Perioperative Goal Directed Therapy in Kidney Transplantation

U

University of Catania

Status

Completed

Conditions

Kidney Transplant; Complications

Study type

Observational

Funder types

Other

Identifiers

NCT03776396
31/2016/PO

Details and patient eligibility

About

In literature there is a huge amount of works demonstrating the direct correlation between volemic overload or fluid deficit and hypoperfusion and the increase in the rate of major postoperative complications in patients with high cardiovascular risk and chronic renal failure candidate to kidney transplantation from cadaver. It is also widely demonstrated that in certain populations with high surgical and post-operative complications risk, the adoption of targeted haemodynamic and clinical-therapeutic management protocols is indicated. The current trend is therefore to guarantee greater precision in the intraoperative management of patients undergoing kidney transplantation from cadaver by using a specific protocol that can be framed in the recent and innovative concept of Perioperative Gold Directed Therapy (PGDT), resulting from the adoption of an advanced minimally invasive hemodynamic monitoring technology with a special sensor called FloTrac (Edwards Lifesciences), already extensively tested in an extensive case series of high perioperative risk patients underwent to major abdominal surgery, major vascular surgery, major orthopedic surgery and cardio-thoracic surgery.
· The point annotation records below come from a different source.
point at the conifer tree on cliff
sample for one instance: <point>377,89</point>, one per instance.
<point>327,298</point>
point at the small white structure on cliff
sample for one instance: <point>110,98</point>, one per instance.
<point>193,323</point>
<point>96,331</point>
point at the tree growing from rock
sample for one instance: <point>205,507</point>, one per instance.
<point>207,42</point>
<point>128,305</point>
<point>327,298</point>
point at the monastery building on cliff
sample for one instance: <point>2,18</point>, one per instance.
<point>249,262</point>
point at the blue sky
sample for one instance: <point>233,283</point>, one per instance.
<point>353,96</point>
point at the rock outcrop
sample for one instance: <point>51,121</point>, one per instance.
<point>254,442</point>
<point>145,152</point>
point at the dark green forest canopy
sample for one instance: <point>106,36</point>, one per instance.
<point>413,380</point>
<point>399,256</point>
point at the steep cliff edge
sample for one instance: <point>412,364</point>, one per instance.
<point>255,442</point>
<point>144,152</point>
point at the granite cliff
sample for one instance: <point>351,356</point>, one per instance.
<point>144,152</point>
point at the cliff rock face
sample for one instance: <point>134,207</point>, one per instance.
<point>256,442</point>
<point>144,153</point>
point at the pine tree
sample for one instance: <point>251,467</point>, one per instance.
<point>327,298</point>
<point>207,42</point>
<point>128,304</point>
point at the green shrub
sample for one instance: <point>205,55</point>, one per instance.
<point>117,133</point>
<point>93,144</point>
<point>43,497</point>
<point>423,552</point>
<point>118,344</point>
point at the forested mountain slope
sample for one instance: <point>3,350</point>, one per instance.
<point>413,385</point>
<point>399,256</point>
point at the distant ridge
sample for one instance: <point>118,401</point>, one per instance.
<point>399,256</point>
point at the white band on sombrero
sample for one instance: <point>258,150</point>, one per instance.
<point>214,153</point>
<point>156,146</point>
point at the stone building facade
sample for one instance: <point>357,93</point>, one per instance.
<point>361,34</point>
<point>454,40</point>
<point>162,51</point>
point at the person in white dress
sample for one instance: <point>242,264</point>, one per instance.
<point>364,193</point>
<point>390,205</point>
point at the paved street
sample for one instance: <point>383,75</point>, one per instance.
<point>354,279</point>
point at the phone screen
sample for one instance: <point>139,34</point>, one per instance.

In the present study there will be enrolled all patients who are candidates for kidney transplant from cadaver at the University Hospital "G. Rodolico" of Catania that meet the inclusion criteria of the study and will give their informed consent to participation. The enrolled patients will be monitored for a maximum period of 7 days from transplantation. As control group there will be considered an historical cohort of patients who underwent kidney transplantation from cadaver in 2015, in which a PGDT protocol was not used, but a common hemodynamic monitoring, based on parameters such as central venous pressure and / or invasive arterial pressure, was performed according to the international guidelines.

Enrollment

66 patients

Sex

All

Ages

18 to 65 years old

Volunteers

No Healthy Volunteers

Inclusion criteria

  • American Society of Anesthesiologists (ASA) Classification III-IV;
  • Age between 18 and 65 years;
  • First kidney transplantation from cadaver;
  • Absence of atrial fibrillation or severe arrhythmia;
  • Informed consent.

Exclusion criteria

  • Lack of informed consent;
  • Age less that 18 or greater than 65 years;
  • Atrial fibrillation and high frequency tachyarrhythmias;
  • Previous transplantation from cadaver.

Trial design

66 participants in 2 patient groups

Experimental cohort
Description:
33 patient undergoing to kidney transplantation from cadaver at University Hospital "G. Rodolico" of Catania, in which an innovative Perioperative Goal Directed Therapy (PGDT) protocol will be used.
Historical control group
Description:
33 patients underwent to kidney transplantation from cadaver at University Hospital "G. Rodolico" of Catania in 2015, in which a PGDT protocol was not used, but a common hemodynamic monitoring, based on parameters such as central venous pressure and / or invasive arterial pressure, was performed.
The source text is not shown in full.